Monday, June 8, 2020

This is Gaslighting: Systemic Racism



I lived in the US for 4 years. Growing up in Argentina I had travelled to the U.S. as a tourist more times than I can count. With my parents, as a kid, and as an adult on my own. I turned 18 in the most beautiful little town called Tollhouse, in California, during my 3 month stay as an exchange student. I absolutely loved it! 

I'd always admired the U.S. capacity for getting, things, done. Walt Disney World! The airport and its modern infrastructures and spaciousness. The U.S. Postal Services and how quick and reliable it was compared to Argentinian postal services at the time. Perfect highways and streets, gorgeous neighborhoods, shops and malls where you could get anything you can possibly want or need. I saw the US as this giant that gave job opportunities to so many people from all over the world.

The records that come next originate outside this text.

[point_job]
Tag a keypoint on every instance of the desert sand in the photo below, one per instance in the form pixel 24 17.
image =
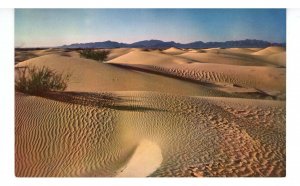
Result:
pixel 173 112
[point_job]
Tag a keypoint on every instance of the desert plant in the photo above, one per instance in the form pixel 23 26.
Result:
pixel 36 81
pixel 100 55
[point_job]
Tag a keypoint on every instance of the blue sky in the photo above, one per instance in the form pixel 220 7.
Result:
pixel 54 27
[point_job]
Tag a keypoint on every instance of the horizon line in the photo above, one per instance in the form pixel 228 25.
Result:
pixel 57 46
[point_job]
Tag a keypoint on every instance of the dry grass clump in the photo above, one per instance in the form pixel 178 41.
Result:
pixel 36 81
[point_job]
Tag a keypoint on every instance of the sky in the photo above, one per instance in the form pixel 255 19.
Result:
pixel 55 27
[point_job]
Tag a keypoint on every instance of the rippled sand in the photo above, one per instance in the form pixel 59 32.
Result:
pixel 207 119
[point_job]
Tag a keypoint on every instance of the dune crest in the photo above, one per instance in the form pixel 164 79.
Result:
pixel 145 160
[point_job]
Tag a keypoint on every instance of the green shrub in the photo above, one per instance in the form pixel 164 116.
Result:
pixel 100 55
pixel 36 81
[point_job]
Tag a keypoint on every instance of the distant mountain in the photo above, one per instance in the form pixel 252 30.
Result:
pixel 247 43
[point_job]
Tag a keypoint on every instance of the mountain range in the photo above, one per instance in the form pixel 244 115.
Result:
pixel 247 43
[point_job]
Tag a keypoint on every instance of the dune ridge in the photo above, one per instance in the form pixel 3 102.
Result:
pixel 157 113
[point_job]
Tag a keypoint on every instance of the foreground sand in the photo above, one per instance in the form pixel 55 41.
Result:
pixel 214 136
pixel 208 112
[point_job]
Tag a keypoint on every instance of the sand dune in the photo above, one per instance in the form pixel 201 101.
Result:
pixel 214 136
pixel 151 58
pixel 92 76
pixel 192 112
pixel 145 160
pixel 228 68
pixel 174 51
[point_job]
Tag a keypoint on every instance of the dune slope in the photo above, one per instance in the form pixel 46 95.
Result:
pixel 210 136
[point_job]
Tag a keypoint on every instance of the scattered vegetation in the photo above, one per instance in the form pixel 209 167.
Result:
pixel 98 55
pixel 37 81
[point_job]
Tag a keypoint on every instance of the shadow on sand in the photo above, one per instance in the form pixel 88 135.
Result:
pixel 98 100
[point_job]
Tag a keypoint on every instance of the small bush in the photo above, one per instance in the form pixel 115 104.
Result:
pixel 96 55
pixel 36 81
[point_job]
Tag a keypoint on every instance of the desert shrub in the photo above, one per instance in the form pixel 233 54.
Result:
pixel 36 81
pixel 100 55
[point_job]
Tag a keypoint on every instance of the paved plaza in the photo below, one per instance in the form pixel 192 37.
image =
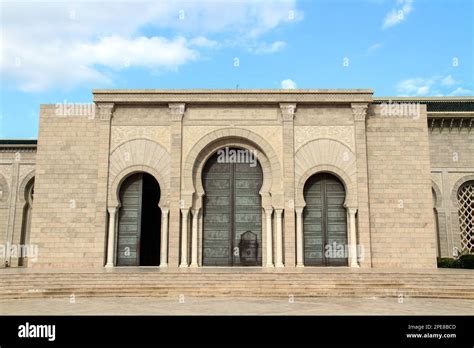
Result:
pixel 237 306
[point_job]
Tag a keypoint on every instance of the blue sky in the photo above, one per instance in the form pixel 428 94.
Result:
pixel 56 51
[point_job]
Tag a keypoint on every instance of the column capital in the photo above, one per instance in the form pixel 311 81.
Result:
pixel 106 111
pixel 288 111
pixel 352 210
pixel 113 209
pixel 359 111
pixel 268 210
pixel 177 111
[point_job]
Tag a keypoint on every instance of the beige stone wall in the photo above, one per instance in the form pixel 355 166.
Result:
pixel 401 222
pixel 17 168
pixel 452 162
pixel 81 162
pixel 65 224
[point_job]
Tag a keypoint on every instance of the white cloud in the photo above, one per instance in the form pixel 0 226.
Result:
pixel 448 81
pixel 269 48
pixel 435 86
pixel 61 45
pixel 460 91
pixel 202 41
pixel 288 84
pixel 398 14
pixel 373 48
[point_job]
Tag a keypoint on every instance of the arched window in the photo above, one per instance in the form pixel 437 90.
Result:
pixel 466 216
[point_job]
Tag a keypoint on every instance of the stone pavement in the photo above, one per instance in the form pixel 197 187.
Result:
pixel 237 306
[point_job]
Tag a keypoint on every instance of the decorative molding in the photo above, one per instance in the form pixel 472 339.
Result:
pixel 288 111
pixel 359 111
pixel 233 96
pixel 106 111
pixel 177 111
pixel 26 169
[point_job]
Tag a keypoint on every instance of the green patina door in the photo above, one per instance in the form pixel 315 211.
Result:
pixel 139 222
pixel 232 206
pixel 324 222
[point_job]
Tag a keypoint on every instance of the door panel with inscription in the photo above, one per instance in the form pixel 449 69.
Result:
pixel 232 206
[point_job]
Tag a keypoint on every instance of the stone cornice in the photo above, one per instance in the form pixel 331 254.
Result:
pixel 359 111
pixel 105 111
pixel 288 111
pixel 233 96
pixel 177 111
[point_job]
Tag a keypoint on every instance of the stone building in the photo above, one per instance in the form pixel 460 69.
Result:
pixel 266 178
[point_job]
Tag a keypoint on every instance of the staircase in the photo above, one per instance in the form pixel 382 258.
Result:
pixel 208 282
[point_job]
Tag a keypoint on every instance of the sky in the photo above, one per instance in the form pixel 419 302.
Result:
pixel 58 51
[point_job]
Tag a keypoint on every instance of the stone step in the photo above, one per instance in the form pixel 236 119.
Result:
pixel 242 293
pixel 206 283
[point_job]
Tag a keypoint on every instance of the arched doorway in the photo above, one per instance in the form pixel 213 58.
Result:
pixel 324 222
pixel 466 216
pixel 139 222
pixel 232 207
pixel 26 220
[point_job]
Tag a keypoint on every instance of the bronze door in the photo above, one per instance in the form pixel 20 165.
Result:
pixel 128 253
pixel 232 206
pixel 325 222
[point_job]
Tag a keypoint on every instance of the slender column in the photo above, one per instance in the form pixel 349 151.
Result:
pixel 268 214
pixel 177 111
pixel 288 112
pixel 164 238
pixel 111 238
pixel 184 238
pixel 194 243
pixel 353 242
pixel 279 239
pixel 299 237
pixel 359 111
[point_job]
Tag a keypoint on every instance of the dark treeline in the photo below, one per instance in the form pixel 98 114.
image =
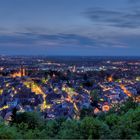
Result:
pixel 121 122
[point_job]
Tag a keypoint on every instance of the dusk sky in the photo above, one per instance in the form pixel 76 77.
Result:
pixel 70 27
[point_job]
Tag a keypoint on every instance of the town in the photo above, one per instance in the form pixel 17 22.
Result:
pixel 63 86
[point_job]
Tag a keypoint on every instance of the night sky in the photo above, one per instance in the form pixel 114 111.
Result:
pixel 70 27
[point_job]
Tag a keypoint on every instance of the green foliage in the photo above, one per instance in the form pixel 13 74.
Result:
pixel 7 132
pixel 93 128
pixel 31 119
pixel 122 122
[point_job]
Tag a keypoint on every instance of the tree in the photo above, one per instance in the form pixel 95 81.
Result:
pixel 92 128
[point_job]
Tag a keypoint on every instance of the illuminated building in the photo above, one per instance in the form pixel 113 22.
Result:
pixel 20 73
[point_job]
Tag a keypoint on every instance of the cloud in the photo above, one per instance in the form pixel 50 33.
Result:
pixel 116 18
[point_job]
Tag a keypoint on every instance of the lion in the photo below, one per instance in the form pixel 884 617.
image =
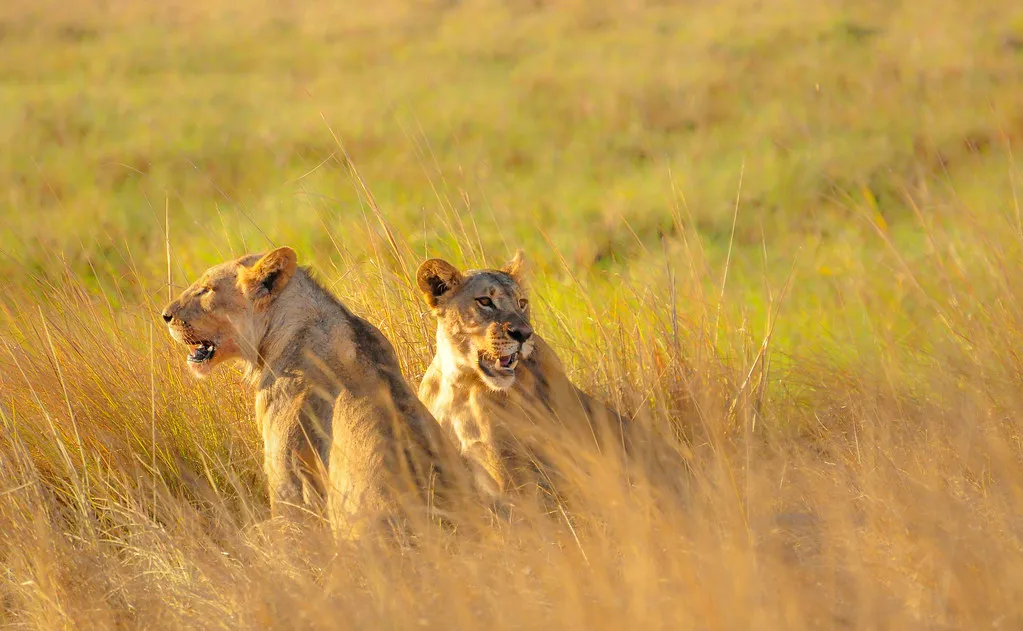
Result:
pixel 337 415
pixel 496 387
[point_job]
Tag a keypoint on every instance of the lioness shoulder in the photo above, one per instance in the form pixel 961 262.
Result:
pixel 329 394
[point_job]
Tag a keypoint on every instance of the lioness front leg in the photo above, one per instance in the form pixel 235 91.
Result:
pixel 488 471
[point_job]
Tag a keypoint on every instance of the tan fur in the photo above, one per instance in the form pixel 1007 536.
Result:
pixel 329 394
pixel 499 418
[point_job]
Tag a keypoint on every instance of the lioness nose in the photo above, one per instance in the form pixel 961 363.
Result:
pixel 521 333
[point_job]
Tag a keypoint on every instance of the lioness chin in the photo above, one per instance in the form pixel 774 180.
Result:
pixel 329 394
pixel 497 388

I now believe that after graduating from Georgia State University I must have had cognitive dissonance. 
 
On one hand I had obtained my Masters degree and was blown away by the University and how much I'd learned about Counseling and about the US as a society.
9/11 terrorist attack unveiled highly empathic U.S. citizens reaching out to people in need. I witnessed compassion and a deep sense of community and solidarity. 

On the other hand, for the first time in decades the "omnipotent" imperious giant was vulnerable and afraid. Fear is not the best companion, you know?. It can make very bad decisions. I also saw how racism and xenophobia graduated from covert to a politically correct status during that time. 

The US had a big elephant in the room and its existence was being denied. 

Years later black people are still discriminated, mistreated, invalidated and ignored because of their skin color. Back then my teenage self was outraged and frustrated with that idea at the time. My adult self could not stand it. It was unsettling, unbearably suffocating. I remember feeling off whenever I stayed for too long in Atlanta without going back to my imperfect Buenos Aires to recharge batteries during Christmas break. I felt that a big part of the population in this previously idealized giant had a huge tacit flaw: narrow mindedness, grandiosity, shallowness, prejudice, ignorance and lack of empathy. 

Now I know this is gaslighting. This is abuse.